All those dead and dying herbivores lying around—poisoned by flowering grasses and other plants their systems couldn’t handle—would have presented a total feeding bonanza for Tyrannosaurus rex, for example, and other at-least-partial scavengers, according to Forbes. Easy pickings! You’ll be glad these 12 terrifying prehistoric monsters are extinct.
But that bounty would have been short-lived
That’s because the dead animals would run out eventually. And when that happened, what would T. rex and friends eat then? “There were mammals alive at the same time and place as T. rex, but none very big—and for all we know, modern mammal flesh might be unpalatable,” wrote Waggoner. Also likely: “A T. rex that was lucky enough to find a turkey farm would probably eat the birds like so much popcorn.”
Climate change would have mixed things up
“An event known as the Paleocene-Eocene Thermal Maximum, 55 million years ago, saw average global temperatures reach 8 [degrees] C hotter than today, and rainforests spanning much of the planet,” according to BBC Future. “In this hothouse world with abundant vegetation, perhaps many long-necked sauropods might have grown more rapidly, breeding at a younger age and shrinking in size; several ‘dwarf’ sauropods (some little bigger than a cow) were already known from European islands in the late Cretaceous.”
So would fruit
Many modern birds have adapted to eating fruit and drinking the nectar of our numerous flowering plants—in fact, these things co-evolved so that birds would disperse the plants’ seeds. Some non-bird vegetarian dinosaurs could have developed this ability as well. Some or all may have grown into gradually smaller animals thanks to the relative ease of digestion of fruits and flowering plants compared to the gymnosperms of the Cretaceous, paleontologist Matt Bonnan told BBC Future. Dinosaurs aren’t the only thing to have gone extinct—here are 16 animals that have gone the way of the dodo in the past 200 years.
Adapting to grasslands
In the absence of dinosaurs, mammals evolved—slowly—to have the ability to eat grassland plants. Vertebrate paleontologist Darren Naish speculated that surviving dinosaurs would have evolved much quicker thanks to evolutionary advantages they’d already developed, like the “batteries” of up to 1,000 teeth that hadrosaurs had in their jaws, which would have been extremely well-suited to grinding grass.
Physical changes…
…to the heads and bodies of these grass munchers would eventually have evolved.

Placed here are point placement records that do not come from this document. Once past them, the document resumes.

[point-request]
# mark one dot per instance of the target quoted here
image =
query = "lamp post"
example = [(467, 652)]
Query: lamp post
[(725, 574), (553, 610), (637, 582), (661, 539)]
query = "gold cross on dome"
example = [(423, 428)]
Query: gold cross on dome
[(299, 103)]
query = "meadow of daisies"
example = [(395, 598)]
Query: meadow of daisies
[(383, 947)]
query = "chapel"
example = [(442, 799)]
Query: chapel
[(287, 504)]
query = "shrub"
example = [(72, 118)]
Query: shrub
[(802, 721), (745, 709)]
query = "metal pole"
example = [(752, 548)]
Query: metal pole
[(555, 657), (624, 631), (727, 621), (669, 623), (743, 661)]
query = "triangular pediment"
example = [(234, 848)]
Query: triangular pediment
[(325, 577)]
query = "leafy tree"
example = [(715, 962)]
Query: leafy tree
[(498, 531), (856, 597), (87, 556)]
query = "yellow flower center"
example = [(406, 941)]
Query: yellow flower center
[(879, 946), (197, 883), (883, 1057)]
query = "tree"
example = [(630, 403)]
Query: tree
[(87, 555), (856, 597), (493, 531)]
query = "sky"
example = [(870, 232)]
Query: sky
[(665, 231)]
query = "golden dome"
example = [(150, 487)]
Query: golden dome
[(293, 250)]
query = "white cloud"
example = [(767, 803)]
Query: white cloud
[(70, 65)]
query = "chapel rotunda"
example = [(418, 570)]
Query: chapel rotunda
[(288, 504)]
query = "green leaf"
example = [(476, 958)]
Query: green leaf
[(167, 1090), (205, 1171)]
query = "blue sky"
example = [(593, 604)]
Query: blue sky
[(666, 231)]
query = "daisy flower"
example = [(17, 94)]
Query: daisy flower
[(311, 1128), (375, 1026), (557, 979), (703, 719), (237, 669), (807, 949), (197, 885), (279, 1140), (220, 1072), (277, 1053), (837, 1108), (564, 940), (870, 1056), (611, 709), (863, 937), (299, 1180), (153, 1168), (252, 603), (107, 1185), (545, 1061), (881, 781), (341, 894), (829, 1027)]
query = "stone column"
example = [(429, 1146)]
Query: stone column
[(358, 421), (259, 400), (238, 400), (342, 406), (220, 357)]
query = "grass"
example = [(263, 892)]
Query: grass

As BBC Future pointed out, “Horses and cows have flattened muzzles useful for cropping tough, low-lying vegetation.” Grass-eating, duck-billed dinosaurs might have developed squared-off snouts, and “sauropod necks might have shortened to aid grazing at their feet.”
Dinos that burrow?
“It’s odd that dinosaurs didn’t really [burrow], as it’s a common way of life among lizards and snakes,” paleontologist Paul Barrett told BBC Future. “Given more time, some dinosaurs might have become subterranean specialists—the scaly or feathery equivalent of mammalian moles,” the article notes.
Furry…but probably still not cuddly
Some dinosaurs before the asteroid hit were living up above the Arctic Circle, in conditions that were considerably warmer than what was to come with various ice ages over the millennia. Naish wonders if some of them would have developed “thick and elaborate pelts, covered in fuzz and feathers all the way down to the tips of their toes and tails.” A woolly T. rex?